Recently, I worked on moving my web-based application from a standard hoster (1&1) to a cloud platform. I chose Amazon EC2 for my experiment. MY GOD, even as a technologist, I was at loss to understand what the costs for my migration are going to be. My old platform offered a pretty large VPS; they screwed up with customer service, so I was looking for a new home. All I wanted was an apples to apples comparison of price and major features. I didn’t expect major demand spikes – even though the ability to respond to them is nice. All I saw was myriads of instance types and datacenter options and pre-pay versus pay-as-you-go per minute of usage and my head was spinning after an hour.
My god, can’t you just tell me how much I’ll pay for the load I *know* I will have? A stupid little calculator for idiots like me that will tell me how much I’ll pay a month?.. To see if your service is worth it?..
Hosting vendors have this down to an art: show just three options, with a clear feature matrix; highlight the middle one with a tad more features than most people want; help upsell that one.
Cloud vendors? We have EC2 and S3 and fancy queues and monitoring with a cool name and you need to learn all of those proprietary acronyms and oh my god am I going to have to have my IT staff relearn everything?.. Cuz my CEO sure isn’t going to like this..
Seriously?.. You call that an easy switch to the cloud?..
I’m not saying the cloud is a fad.
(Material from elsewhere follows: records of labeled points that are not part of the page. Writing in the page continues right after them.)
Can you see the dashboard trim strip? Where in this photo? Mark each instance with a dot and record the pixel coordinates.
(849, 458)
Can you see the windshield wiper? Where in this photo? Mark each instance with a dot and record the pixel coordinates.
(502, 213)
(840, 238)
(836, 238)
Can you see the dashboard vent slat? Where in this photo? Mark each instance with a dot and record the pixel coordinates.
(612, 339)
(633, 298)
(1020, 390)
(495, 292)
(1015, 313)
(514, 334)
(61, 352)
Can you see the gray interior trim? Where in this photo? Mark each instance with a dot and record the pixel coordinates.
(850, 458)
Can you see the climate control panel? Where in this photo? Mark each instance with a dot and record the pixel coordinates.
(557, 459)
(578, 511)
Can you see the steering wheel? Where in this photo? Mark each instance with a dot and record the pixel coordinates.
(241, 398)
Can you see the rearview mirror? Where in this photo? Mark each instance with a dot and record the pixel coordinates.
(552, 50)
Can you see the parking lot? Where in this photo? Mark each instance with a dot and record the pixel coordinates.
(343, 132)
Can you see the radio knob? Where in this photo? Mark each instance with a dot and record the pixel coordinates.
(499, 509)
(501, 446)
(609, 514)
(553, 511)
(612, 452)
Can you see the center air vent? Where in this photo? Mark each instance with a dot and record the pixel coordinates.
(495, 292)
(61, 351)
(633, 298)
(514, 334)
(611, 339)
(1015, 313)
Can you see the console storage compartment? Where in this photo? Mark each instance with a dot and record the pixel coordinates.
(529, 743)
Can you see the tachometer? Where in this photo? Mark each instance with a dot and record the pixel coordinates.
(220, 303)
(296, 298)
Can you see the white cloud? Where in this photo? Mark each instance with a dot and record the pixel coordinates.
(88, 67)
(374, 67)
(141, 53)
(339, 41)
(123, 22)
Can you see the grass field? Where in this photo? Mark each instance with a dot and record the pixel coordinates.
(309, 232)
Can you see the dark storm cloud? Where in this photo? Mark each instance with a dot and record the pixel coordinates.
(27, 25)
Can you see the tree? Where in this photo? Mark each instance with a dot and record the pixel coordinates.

I am, though, saying that the cloud is in a state where it’s “hot and sexy because it’s new” and it’s primarily driven by technologists – not the business leaders. I want to see cloud vendors lead with value proposition – and better abstractions – and not with the newfangled technology “fire and motion.”
I want to see someone who’ll take my PHP app and will put it into the cloud – for the same price for a single VPS as my dumb old hoster. Using the paradigms I’m used to. I want my app to *not change at all* in order to adapt a cloud-based billing service. I want my storage to work just like I’m used to. I don’t want my IT staff to learn anything new – I want the framework to adapt to THEM.
Let’s greet the cloud – and hope that it grows up from the infancy it is in now.